J. Maritain on Extensive and Intensive Visualisation

In his “A Preface to Metaphysics,” (Fourth Lecture, section 10) Jacques Maritain writes:

“I have already spoken of the most important distinction which the ancient drew between abstractio totalis, which I will call extensive visualisation, and abstractio formalis, which I will call intensive or characterising and typifying visualisation. At first intellectual visualisation is as yet only extensive. That is to say its object is not explicitly the type or essence abstracted by and for itself, in Platonic terminology the supertemporal form in which objects partake. No doubt the essence is there, but contained in the notion after a fashion wholly implicit or blind as it were hinted, not such that thought can employ or handle it.  What the intellect expresses to itself and explicitly visualises is simply an object of thought which, as the logician will say when he reflects upon it, is more or less general. Contact has been made with the intelligible order, the order of the universal in general but nothing more. The first step has been taken by which we leave the world of sensible experience and enter the intellectual world.

“This should be followed by a further step, by which we make contact with the order of the universal type and essential intelligibility and the typical form is explicitly abstracted and laid bare. This step is the abstractio formalis, intensive or typifying visualisation by which the mind separates from the contingent and material data the essence of an object of knowledge that which formally constitutes it. this intensive or typifying visualisation  is the beginning of scientific knowledge, knowledge in the strict sense.” (Source: Jacques Maritain, “A Preface to Metaphysics – Seven lectures on being” – Sheed & Ward, London, 1945, first published in 1939, page 75)

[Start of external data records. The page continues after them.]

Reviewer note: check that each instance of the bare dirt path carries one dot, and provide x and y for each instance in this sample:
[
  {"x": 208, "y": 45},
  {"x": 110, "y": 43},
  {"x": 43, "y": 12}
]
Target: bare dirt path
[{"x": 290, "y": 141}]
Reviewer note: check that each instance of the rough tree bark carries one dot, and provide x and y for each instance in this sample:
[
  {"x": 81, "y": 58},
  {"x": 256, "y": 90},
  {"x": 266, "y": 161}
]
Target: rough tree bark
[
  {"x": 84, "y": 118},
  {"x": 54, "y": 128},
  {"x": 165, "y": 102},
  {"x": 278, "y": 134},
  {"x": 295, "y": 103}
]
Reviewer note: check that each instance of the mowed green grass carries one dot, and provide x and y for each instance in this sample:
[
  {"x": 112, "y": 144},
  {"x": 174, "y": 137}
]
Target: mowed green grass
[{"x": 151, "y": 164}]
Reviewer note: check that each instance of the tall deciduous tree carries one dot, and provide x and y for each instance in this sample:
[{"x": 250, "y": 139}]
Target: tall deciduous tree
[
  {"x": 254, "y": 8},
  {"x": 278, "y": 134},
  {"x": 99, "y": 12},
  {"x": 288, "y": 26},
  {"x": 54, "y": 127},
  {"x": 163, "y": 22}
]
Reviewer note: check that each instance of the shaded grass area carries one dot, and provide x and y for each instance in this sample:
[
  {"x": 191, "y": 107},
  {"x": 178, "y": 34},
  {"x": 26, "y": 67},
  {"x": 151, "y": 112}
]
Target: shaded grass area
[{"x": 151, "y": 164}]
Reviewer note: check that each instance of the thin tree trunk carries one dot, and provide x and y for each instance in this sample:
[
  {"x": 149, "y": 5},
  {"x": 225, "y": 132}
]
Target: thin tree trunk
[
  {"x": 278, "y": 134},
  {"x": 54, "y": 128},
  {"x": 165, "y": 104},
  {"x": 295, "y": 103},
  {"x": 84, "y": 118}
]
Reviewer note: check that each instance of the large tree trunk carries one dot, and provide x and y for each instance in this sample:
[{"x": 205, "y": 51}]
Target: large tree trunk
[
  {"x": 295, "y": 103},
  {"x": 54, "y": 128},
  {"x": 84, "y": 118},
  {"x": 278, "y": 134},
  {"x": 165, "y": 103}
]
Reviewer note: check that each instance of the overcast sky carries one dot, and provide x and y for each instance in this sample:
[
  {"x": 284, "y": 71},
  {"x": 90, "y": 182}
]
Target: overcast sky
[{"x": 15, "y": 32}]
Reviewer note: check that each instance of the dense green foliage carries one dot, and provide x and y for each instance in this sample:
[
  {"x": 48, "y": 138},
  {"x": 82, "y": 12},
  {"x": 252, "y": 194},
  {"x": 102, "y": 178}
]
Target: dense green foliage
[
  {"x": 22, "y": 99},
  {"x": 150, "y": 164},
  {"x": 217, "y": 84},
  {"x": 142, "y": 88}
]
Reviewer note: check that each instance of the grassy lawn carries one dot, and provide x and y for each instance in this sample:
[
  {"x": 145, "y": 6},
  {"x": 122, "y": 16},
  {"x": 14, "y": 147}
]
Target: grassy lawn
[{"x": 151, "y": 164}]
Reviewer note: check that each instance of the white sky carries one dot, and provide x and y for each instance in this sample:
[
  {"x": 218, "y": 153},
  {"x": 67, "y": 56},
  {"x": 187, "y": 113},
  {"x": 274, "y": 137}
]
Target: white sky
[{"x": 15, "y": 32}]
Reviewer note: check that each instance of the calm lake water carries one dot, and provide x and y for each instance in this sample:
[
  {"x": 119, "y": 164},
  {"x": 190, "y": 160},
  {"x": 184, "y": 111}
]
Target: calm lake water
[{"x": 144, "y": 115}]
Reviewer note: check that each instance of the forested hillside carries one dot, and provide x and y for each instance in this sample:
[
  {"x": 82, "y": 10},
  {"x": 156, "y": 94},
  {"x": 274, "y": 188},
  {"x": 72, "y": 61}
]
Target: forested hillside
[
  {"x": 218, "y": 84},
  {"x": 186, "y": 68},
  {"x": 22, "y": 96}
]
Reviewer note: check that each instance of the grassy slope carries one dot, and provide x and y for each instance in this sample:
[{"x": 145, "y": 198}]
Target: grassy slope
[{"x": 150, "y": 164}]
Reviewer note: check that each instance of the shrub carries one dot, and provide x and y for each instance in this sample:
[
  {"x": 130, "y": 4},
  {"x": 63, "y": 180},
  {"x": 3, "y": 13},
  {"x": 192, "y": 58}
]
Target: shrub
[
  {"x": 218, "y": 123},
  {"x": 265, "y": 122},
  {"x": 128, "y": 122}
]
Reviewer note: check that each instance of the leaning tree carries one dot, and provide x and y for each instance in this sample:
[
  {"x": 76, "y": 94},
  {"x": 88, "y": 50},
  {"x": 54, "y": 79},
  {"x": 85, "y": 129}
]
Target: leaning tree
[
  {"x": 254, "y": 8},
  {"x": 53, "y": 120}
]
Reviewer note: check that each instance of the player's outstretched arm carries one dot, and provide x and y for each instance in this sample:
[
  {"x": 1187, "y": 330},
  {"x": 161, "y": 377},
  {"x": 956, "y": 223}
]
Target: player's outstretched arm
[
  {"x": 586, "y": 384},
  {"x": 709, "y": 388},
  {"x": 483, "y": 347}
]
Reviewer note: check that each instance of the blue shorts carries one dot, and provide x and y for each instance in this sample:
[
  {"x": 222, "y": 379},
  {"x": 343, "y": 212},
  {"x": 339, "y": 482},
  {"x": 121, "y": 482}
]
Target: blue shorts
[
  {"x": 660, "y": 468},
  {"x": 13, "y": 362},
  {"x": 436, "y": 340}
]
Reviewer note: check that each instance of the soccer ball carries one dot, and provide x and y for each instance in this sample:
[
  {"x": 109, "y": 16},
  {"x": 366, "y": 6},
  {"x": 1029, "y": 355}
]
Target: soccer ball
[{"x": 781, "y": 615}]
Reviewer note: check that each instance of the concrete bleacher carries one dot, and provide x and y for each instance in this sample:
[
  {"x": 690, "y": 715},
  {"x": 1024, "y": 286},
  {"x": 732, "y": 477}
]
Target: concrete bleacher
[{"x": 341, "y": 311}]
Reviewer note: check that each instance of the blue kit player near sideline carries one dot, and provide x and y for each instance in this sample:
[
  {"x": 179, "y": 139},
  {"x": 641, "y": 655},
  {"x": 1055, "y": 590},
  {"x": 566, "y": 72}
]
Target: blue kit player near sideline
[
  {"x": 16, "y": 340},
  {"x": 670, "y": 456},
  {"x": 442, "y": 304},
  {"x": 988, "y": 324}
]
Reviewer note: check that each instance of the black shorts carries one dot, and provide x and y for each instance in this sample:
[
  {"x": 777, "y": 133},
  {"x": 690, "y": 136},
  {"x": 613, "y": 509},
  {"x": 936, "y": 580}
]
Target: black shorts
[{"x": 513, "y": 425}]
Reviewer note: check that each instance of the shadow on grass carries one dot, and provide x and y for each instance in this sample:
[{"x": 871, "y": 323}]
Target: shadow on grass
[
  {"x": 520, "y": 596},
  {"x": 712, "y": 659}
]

This should also support the argument in favour of a duality in the human abstraction capacity, which leads –similarly—to extensive and intensive abstraction. In common discussions, “abstraction” is erroneously taken as equivalent to the extensive kind. This skews the discussion in favour of the “concrete” but isolated fact, i.e. “intensive abstraction.” Further reading of Maritain’s treatise is recommended to show how this approach is rooted in classic philosophical thinking.

In a different work, Maritain develops the same idea as follows:

“Now it is by means of an abstraction that we are able to reflect on the nature of philosophy in itself. This abstraction is not a mere fiction. Nor is it what the ancients termed abstractio totalis, that abstraction of the genus from the species, of the logical whole from its parts, which as they very well knew, is prescientific. It is what they called abstractio formalis, that is the drawing out of what is intelligible in reality, or of the complex of formal notes from the things which are, as it were, their bearers. This abstractio formalis is, to my mind, at the base of all scientific work. Thanks to it the mathematician is able to speak of ensembles, the metaphysician, of consciousness and mind; and thanks to it we are here able to speak of philosophy. Turning our gaze from existential conditions it lifts it to the order of essences; it posits a possible before our thought; in sum, it disregards the state to ponder the nature.” (“An Essay on Christian Philosophy,” Section II.4  “Nature and State”) 

A precision is important here-despite the clarity of Maritain’s text: while scientific reasoning requires intensive abstraction, it nevertheless presupposes extensive abstractions and cannot operate outside of these. So we should not imagine scientific or philosophical thought that does not articulate and in fact oscillate between one and the other modality of abstraction.